One of the major challenges associated with DevOps is that it’s not something an enterprise IT organization can buy. Because of that issue, it’s often challenging for IT organizations to forecast what types of DevOps tools they are going to need. To make it a lot easier to cope with that issue, Atlassian has announced Atlassian Stack, a suite of software that makes Atlassian DevOps tools available in a single package.

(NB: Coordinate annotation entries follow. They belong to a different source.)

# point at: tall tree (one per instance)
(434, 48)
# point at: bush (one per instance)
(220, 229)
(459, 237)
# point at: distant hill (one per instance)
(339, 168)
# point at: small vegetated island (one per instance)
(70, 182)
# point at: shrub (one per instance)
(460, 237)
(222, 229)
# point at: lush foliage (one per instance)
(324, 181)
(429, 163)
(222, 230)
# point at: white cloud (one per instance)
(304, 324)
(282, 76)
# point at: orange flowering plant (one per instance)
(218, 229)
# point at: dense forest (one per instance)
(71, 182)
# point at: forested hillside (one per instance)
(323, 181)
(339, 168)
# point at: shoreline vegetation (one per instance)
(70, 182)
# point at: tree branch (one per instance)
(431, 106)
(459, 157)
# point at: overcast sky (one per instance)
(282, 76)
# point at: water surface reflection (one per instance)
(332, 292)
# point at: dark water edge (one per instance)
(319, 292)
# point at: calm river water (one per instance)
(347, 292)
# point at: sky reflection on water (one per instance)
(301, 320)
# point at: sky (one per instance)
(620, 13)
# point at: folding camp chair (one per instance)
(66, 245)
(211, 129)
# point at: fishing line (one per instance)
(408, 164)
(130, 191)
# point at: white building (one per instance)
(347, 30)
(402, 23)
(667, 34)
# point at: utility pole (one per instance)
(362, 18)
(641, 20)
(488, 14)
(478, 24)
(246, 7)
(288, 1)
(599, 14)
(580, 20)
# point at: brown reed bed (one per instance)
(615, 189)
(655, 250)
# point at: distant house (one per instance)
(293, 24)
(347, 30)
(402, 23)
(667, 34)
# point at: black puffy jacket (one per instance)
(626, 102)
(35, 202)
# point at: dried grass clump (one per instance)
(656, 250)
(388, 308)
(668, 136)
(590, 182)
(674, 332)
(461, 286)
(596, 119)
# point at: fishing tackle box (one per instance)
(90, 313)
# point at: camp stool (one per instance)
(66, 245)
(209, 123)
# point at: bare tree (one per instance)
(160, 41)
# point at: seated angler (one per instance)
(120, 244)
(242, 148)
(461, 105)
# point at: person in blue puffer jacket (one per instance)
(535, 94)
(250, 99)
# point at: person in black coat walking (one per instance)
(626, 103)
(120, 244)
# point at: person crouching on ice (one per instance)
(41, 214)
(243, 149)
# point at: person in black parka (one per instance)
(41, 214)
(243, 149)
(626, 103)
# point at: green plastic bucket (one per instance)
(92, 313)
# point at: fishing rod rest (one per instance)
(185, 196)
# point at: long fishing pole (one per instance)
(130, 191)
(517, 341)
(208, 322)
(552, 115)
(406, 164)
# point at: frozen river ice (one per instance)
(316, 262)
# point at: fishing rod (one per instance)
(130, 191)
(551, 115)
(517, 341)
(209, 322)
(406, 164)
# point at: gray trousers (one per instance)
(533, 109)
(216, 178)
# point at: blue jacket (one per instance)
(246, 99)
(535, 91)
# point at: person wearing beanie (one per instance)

Sean Regan, head of product marketing for Atlassian, says this approach will make it easier for enterprise IT organizations to embark on a DevOps journey without having to worry about what type of tool they may need now versus in the future. For example, an IT organization may opt to get started using the Atlassian Jira software to track software development projects and then work its way up to deploying Atlassian Bamboo continuous integration/continuous deployment (CI/CD) software. From there, Regan says, a DevOps team may opt to embrace collaboration software to streamline communications across their various teams.
The move to launch Atlassian Stack comes after the company updated a slew of its DevOps offerings, including the release of Bitbucket Server and Data Center 5.0 and Bamboo 6.0. In addition to tightening the integration between both DevOps tools, the company added capabilities for verifying commits, smart mirroring and the ability to define a Bamboo configuration as code.
Rather than making DevOps teams acquire each tool individually, he says, many senior IT leaders now request a means through which the entire Atlassian portfolio can be made more readily available. That shift in purchasing behavior suggests that the level of DevOps maturity inside many organizations is advancing considerably, he notes.
Of course, there are many who would contend that level of DevOps maturity has been a long time in coming. Web-scale companies have been employing DevOps tools for years to accelerate the rate at which new applications are released and updated. In contrast, traditional enterprise IT organizations have been slow to implement DevOps processes. In fact, it’s taken the pressure arising from digital business transformation initiatives that have accelerated application deployment timetables to get enterprise IT organizations to fundamentally rethink IT operations. Business leaders are making it painfully obvious that their patience with extended rollouts for new applications is at an end.
Naturally, the rate at which those transformations are occurring within organizations will still vary considerably. However, the silos that exist within enterprise IT organizations need to be consolidated. The next issue is determining to what degree altering those processes needs to come in the form of a DevOps edict from above versus letting teams come together of their own accord to meet a specific application deadline. Whatever the approach, the way enterprise IT has been managed historically is no longer up to the digital business transformation tasks at hand.